I remember being twelve years old and really grossed out by a scene in Dances with Wolves where one of the Sioux rips the liver from a newly-slaughtered bison and makes that priss, Kevin Costner, take a bite. I hadn't yet discovered my adoration/obsession with all things bovine. I watched the movie on TV a few weeks ago (what a load of shit) and the scene no longer icked me out. In fact, I've indulged myself in so many questionable beef dishes since {tons of tartars, tongue, ox-tail, various carpaccios and bresaolas, fried sweet-meats (umm, brain)} that the sight of the pulsing, bleeding raw liver actually looked delicious.
It's probably fair to say that if I had the money to nurse one, I'd have a beef addiction.
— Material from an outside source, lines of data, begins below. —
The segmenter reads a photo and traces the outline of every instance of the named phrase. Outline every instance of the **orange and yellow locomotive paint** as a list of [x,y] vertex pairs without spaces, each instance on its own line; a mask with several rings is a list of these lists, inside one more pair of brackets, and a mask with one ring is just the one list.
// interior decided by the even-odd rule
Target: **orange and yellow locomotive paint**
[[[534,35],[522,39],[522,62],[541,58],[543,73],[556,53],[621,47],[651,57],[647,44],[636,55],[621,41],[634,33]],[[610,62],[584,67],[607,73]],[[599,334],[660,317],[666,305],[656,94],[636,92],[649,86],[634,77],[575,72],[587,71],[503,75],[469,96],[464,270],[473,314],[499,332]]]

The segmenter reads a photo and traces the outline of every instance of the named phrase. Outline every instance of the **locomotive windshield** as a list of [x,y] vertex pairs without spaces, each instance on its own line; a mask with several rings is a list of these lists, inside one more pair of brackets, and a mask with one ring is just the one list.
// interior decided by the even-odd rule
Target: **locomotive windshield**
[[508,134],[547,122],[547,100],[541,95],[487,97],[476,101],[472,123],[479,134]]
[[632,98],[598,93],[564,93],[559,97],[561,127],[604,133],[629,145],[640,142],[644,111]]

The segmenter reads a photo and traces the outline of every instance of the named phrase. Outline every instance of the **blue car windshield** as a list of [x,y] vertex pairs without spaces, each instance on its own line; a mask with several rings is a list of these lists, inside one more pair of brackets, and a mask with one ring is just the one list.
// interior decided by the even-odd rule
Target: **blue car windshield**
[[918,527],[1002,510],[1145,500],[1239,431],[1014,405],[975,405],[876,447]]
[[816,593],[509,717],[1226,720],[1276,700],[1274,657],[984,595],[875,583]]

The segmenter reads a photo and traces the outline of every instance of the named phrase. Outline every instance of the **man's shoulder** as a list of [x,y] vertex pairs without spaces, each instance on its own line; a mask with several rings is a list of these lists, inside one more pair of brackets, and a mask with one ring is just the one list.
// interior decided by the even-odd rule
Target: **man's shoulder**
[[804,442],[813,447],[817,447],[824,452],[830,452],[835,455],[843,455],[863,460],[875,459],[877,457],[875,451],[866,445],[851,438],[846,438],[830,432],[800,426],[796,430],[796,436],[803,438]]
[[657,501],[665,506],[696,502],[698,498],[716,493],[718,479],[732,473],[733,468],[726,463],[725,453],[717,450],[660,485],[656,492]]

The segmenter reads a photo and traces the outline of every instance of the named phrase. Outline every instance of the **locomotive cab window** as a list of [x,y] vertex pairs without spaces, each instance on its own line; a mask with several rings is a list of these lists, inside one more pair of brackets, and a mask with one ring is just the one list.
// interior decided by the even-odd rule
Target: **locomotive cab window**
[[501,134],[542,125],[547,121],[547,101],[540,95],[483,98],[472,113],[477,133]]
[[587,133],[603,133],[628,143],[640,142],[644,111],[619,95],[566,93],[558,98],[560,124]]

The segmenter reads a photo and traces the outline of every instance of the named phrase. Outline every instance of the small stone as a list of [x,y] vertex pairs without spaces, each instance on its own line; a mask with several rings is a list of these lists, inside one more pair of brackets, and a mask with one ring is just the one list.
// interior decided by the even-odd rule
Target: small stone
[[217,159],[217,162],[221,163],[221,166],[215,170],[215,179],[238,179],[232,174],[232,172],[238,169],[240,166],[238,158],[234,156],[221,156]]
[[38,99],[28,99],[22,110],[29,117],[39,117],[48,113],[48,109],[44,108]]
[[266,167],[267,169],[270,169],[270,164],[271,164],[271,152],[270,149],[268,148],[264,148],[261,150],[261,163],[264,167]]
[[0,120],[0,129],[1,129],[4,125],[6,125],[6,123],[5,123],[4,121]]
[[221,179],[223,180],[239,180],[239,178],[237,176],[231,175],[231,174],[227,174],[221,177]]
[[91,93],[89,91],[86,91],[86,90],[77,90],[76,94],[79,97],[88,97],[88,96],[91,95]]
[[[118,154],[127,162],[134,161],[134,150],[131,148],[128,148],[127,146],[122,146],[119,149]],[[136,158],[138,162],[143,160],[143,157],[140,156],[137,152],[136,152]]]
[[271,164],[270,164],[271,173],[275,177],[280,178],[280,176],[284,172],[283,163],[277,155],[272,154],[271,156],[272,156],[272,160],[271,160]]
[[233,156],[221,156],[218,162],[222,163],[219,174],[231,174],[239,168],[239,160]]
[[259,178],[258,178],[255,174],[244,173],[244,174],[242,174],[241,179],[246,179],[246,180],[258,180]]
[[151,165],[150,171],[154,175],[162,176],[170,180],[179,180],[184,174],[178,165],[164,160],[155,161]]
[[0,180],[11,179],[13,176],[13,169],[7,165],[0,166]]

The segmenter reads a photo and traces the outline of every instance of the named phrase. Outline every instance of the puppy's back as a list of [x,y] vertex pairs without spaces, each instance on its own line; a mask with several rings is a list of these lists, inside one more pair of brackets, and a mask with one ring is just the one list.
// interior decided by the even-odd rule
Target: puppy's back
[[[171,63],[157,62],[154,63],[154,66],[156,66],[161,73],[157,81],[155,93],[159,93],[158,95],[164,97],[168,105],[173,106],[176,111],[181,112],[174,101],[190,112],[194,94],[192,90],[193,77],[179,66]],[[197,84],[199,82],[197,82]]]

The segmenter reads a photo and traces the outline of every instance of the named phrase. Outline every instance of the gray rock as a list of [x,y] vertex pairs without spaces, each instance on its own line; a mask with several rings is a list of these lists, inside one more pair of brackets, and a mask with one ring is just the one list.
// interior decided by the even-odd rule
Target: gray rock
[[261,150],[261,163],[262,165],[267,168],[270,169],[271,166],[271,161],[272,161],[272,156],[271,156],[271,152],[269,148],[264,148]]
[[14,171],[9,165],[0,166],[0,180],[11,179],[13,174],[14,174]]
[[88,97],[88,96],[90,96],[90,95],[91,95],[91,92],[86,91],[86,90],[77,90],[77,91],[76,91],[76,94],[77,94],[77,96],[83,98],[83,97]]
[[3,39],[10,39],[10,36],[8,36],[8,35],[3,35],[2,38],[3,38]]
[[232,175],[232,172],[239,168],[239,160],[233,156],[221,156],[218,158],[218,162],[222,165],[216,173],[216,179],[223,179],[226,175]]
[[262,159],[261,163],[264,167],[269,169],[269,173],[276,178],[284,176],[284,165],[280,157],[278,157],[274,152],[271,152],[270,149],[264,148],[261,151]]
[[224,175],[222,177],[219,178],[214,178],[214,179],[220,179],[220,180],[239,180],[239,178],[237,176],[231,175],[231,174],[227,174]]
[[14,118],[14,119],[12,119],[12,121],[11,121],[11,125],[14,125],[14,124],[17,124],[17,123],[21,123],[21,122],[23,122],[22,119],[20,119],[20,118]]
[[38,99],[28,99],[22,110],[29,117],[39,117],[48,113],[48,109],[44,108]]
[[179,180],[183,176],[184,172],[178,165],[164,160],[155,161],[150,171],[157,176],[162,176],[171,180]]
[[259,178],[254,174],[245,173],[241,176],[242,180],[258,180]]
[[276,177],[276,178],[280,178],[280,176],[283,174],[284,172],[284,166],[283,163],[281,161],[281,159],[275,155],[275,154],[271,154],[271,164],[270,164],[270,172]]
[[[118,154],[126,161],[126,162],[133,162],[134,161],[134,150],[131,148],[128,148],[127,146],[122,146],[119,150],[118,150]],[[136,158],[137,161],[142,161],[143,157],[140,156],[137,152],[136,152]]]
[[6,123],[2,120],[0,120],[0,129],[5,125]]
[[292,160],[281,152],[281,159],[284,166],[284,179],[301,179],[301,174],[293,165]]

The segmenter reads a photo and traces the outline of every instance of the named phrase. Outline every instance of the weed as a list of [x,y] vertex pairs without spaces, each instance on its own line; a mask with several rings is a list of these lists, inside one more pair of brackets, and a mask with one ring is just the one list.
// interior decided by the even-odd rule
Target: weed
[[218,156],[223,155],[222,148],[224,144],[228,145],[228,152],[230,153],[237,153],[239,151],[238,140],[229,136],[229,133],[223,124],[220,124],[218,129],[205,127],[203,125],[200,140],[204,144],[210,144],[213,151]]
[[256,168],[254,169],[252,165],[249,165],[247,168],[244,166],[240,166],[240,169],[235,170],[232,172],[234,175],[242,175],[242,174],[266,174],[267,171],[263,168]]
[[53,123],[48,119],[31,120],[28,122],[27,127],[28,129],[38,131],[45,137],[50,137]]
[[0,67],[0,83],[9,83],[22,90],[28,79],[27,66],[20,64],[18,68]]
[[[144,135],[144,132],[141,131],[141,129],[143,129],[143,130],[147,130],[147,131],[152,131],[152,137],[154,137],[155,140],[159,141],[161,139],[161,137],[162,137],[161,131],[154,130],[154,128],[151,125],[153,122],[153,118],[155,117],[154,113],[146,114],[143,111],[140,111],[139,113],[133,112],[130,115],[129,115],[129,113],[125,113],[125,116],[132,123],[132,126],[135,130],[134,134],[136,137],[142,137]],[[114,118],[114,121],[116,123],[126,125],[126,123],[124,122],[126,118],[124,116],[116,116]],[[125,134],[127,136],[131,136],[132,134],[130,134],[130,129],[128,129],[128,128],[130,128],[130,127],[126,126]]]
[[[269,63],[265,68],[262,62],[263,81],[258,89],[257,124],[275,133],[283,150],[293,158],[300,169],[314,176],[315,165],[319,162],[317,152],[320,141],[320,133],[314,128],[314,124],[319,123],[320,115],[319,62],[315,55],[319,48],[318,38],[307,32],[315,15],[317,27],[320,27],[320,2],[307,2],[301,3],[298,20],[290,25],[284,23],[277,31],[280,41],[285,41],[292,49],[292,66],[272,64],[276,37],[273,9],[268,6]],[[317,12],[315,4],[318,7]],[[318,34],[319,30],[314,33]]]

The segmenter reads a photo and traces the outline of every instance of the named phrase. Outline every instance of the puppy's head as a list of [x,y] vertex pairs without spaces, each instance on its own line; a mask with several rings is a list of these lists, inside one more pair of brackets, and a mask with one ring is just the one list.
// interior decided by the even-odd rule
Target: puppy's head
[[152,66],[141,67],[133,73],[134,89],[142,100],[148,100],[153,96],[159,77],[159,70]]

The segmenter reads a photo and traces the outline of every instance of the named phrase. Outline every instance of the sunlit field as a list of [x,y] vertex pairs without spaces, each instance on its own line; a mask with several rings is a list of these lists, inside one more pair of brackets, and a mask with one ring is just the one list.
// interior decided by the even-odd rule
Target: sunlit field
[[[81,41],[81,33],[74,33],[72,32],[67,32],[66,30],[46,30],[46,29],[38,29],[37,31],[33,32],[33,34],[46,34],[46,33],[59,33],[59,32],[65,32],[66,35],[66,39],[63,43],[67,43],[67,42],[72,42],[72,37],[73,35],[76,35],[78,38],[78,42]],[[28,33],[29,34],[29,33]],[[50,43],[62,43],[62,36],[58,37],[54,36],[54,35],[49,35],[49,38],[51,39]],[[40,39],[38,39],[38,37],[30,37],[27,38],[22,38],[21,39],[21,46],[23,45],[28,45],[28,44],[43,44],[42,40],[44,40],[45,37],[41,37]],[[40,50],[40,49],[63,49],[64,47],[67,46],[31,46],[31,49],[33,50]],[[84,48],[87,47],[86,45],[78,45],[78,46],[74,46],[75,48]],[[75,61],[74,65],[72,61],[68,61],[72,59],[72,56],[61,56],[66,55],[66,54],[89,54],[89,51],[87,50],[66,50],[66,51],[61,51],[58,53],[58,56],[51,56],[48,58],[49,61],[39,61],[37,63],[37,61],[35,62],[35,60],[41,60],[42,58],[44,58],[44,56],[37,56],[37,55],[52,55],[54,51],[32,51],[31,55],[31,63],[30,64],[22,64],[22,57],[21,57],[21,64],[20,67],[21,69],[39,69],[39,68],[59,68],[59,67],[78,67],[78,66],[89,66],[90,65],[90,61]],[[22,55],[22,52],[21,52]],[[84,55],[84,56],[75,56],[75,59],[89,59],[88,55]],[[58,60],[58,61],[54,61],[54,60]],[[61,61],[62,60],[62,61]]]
Yesterday, the New York Times dining section ran an article on Beefsteak. No, not the tomato or strange superfluously named cut, but a New York-originated tradition where men got together and ate large amounts (ok, all you-could-gluttonously-eat-amounts) of tenderloin, bacon-wrapped lamb kidneys, lamb chops, shrimp, crab and beer, usually for some political purpose. The tradition died out in New York after women obtained suffrage ( The Times quotes someone as saying it was because men felt uncomfortable with women watching them eat so much, but please), but somehow stuck around, and subsequently morphed, in North Jersey. Now, blue-collar men sit around, eating pieces of tenderloin dipped in butter and stacked onto Italian bread- not only does the bread serve to sop up fat drippings, but the men use it to keep a count and boast about how much bovine they've digested.
Sounds great!
Unfortunately, I belong to no organization that could sponsor one of the North Jersey events. And although Beacon Restaurant throws a beefsteak party every year, it costs $175.00, which is funding I just don't have right now. Also, it's happening on the Massachusetts/New York Primary Day (in honor maybe of Old Tammany's tradition of holding a beesteak?) and as I'm a Massachusetts voter who lives in Massachusetts for another month, I kind of have to choose Barack Obama over beef. Still, if I had $175.00, I might consider it.
Then again, perhaps my reticence has nothing to do with either the cost or my right to the franchise, but instead concerns a wine-tasting I went to at Beacon about three years ago. I got a little bit buzzed (or drunk, but I don't believe in spitting!) and stumbled over to the Huber's representative, who was the son of one of the winemakers, and blurted out, "Your Eiswein was the nicest thing I've ever put in my mouth." I suppose I tried to say it seductively, but it came out trashy and cheap, and, being Austrian, I don't think he appreciated it.